生前贈与で避けたいのが、定期贈与ではないのに定期贈与とみなされ、贈与税を納めなければいけなくなることです。そのためにも、毎年贈与する必要がある場合は、できるだけ毎年贈与する金額や時期、回数などを変えましょう

3-4.贈与は現金手渡しではなく、振込でおこなう

贈与は親族間で行われることが多いです。そのため、贈与の手段として、現金を手渡しする方法をとっている人も多くいるでしょう。しかし、それでは証拠が残りません。贈与の都度、贈与契約書を作成したり、毎年贈与する金額や時期、回数などを変えたりしても、証拠がなければ証明することが難しくなります。

そこで、現金を手渡しする代わりに、通帳への振込で贈与します。
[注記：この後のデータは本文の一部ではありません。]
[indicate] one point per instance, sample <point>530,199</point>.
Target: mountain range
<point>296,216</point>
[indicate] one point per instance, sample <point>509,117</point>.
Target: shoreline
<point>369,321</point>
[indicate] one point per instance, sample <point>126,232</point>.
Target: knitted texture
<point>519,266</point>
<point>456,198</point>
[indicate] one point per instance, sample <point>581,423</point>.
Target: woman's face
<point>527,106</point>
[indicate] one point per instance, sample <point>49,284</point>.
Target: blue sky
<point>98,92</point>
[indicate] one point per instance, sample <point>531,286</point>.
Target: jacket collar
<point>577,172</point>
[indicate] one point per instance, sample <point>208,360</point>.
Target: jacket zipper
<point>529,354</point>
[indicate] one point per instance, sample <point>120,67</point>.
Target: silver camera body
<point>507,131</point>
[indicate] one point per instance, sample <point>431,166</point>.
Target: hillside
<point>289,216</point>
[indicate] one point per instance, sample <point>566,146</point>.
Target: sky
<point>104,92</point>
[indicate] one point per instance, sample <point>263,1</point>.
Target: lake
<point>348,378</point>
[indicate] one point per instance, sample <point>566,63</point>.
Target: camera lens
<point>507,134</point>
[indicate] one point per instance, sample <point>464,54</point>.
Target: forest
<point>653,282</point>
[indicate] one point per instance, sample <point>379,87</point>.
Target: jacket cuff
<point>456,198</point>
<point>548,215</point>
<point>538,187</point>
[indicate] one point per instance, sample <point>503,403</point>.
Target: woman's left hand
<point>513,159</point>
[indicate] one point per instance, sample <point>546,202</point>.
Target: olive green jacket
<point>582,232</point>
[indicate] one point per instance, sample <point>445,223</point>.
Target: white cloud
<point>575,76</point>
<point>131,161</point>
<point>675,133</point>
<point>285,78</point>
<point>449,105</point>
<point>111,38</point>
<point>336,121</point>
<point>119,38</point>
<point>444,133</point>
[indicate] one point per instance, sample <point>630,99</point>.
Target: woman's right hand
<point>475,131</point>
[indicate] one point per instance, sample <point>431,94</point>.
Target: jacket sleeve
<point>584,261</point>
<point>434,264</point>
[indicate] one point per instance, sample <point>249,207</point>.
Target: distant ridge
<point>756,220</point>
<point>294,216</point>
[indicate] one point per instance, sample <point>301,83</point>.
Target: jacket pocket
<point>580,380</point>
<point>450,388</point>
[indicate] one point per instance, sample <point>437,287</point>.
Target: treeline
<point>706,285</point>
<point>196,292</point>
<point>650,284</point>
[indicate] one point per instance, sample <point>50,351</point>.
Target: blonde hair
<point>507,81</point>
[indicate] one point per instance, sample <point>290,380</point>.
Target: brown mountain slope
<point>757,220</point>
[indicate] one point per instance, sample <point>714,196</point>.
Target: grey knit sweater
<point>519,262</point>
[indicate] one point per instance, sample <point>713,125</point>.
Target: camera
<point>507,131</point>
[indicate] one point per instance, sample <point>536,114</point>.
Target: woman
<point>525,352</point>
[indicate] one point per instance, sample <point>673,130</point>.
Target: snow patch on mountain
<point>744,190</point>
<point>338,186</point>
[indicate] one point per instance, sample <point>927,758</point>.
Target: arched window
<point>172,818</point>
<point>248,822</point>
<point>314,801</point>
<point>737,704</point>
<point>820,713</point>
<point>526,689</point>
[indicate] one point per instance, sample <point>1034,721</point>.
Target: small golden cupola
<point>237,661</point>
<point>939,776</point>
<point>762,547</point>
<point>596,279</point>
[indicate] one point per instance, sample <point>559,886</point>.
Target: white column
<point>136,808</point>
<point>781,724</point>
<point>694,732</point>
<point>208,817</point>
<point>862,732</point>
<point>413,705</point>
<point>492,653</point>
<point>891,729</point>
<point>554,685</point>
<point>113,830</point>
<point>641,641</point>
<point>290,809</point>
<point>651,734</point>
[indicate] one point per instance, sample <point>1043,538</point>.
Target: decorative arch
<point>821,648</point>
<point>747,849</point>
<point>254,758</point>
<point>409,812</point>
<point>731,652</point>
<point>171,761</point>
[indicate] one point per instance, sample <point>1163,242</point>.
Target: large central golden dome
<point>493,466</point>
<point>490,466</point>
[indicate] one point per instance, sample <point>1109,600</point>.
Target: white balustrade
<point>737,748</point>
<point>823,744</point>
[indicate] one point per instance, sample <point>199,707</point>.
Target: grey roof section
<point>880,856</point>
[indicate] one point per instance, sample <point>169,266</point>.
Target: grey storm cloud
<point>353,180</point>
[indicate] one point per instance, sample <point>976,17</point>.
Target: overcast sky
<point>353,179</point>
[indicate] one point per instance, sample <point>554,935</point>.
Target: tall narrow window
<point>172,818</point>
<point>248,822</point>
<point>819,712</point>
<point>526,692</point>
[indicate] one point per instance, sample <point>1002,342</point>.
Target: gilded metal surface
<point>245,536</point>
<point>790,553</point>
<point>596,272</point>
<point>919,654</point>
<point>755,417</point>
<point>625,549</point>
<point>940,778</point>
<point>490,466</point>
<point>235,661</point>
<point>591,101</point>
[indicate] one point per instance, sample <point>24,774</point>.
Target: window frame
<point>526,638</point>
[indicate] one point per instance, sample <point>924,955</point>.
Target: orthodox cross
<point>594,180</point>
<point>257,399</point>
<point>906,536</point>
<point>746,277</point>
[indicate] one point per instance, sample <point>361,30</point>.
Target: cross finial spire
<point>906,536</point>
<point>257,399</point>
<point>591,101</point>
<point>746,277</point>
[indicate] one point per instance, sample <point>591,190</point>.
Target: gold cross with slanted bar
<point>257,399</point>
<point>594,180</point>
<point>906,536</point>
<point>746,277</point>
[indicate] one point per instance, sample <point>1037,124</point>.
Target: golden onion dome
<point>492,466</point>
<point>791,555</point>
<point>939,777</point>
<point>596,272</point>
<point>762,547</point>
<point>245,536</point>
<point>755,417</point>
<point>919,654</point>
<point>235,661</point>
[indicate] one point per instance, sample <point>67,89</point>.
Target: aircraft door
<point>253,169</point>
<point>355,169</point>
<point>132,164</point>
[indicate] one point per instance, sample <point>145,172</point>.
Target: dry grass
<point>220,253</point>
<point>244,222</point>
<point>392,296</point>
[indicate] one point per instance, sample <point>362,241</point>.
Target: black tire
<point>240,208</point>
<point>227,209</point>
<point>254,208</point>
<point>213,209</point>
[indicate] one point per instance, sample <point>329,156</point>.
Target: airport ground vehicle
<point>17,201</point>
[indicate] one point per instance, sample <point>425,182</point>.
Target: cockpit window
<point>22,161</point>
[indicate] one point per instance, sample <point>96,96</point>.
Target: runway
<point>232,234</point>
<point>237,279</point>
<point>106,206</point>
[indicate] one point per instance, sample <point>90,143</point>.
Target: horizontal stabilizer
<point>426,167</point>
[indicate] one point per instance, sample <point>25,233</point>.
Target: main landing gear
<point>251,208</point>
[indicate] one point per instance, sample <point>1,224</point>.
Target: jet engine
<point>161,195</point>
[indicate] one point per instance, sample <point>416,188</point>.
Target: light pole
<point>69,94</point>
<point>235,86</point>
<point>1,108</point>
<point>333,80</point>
いつ、誰からいくら振り込まれたかが通帳に記録されるので、それが証拠になります。

3-5.相続前3年以内の贈与に気を付ける

110万円以下の贈与は贈与税もかからず、その分相続財産も減るので、相続税の節税対策にもなります。しかし例外があります。それが相続前3年以内の贈与です。

相続があったら過去3年間に贈与した財産は、被相続人が相続開始時に所有していた財産に合算され、その合算額に相続税が課されます。そのため、贈与税の基礎控除110万円を使った節税効果がなくなります。

事故などで突然相続が開始された場合は仕方ありませんが、財産を所有している人が入院している場合などは、相続前3年以内の贈与は相続税の対象になることを頭に入れて贈与などを考えましょう。